Wolff ist es hoch anzu­rechnen, dass er weder Kotiuk zu »mehr« drängt noch in den Gesprächen mit dessen Mann­schaft oder der pira­ti­schen Gegen­seite auf einen eindeu­tigen mora­li­schen Stand­punkt besteht und dadurch eine faszi­nie­rend ausge­wo­gene Feld­for­schung über zwei Männer erreicht, die entweder nichts zu verlieren haben oder schon alles verloren haben.

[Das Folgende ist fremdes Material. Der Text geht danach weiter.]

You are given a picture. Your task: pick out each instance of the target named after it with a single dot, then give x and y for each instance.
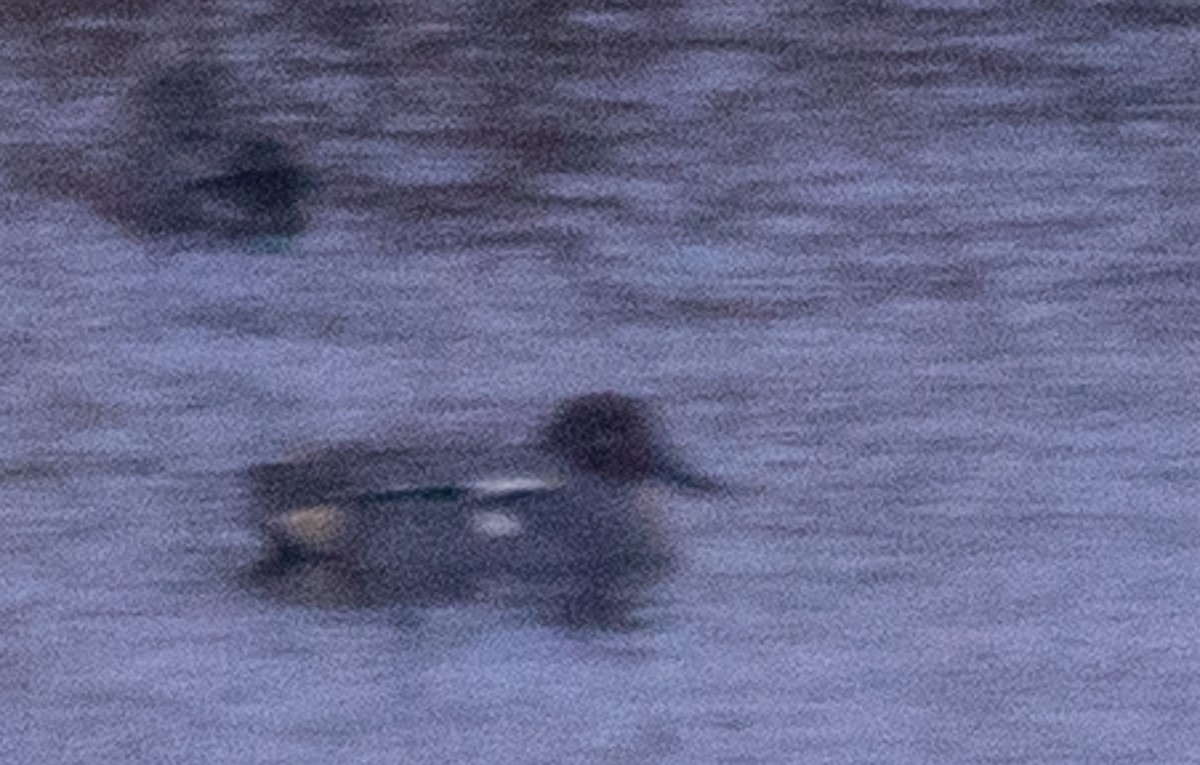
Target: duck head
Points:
(617, 438)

Nur manchmal hätte man sich dieser Produk­tion mehr finan­zi­elle Mittel gewünscht. Die film­tech­ni­schen Brüche zwischen dem Material der Drehs in München, Djibouti und Somalia sind immer wieder markant. Doch die Geschichten, die in Der Kapitän und sein Pirat erzählt werden, sind so stark, dass es leicht fällt, diese Defizite zu ertragen. Mehr noch, als einige Bilder fast kohl­haas­sche Qualität haben: sei es der alles andere als anek­do­ti­sche Moment, in dem Kotiuk »seinem« Piraten beim Abschied seine Schuhe schenkt (die dieser bis heute in Ehren hält) oder Kotiuks kritische Haltung auch gegenüber der eigenen Reederei, die schließ­lich zu seiner Entlas­sung, einem endlosen Gerichts­prozess und eines wegen der mageren Rente gewählten Zwangs­exils in Südita­lien führt. [2]

[1] Susanne Schürmann und Ralf Butsckow, Ich habe einen Freund, der ist Kapitän, Carlsen Verlag, Hamburg, 1996.

[2] Siehe Alex Rühle über sein Treffen mit Kotiuk in Genua, »Er gehört zu mir«, Süddeut­sche Zeitung, 7.12.2013.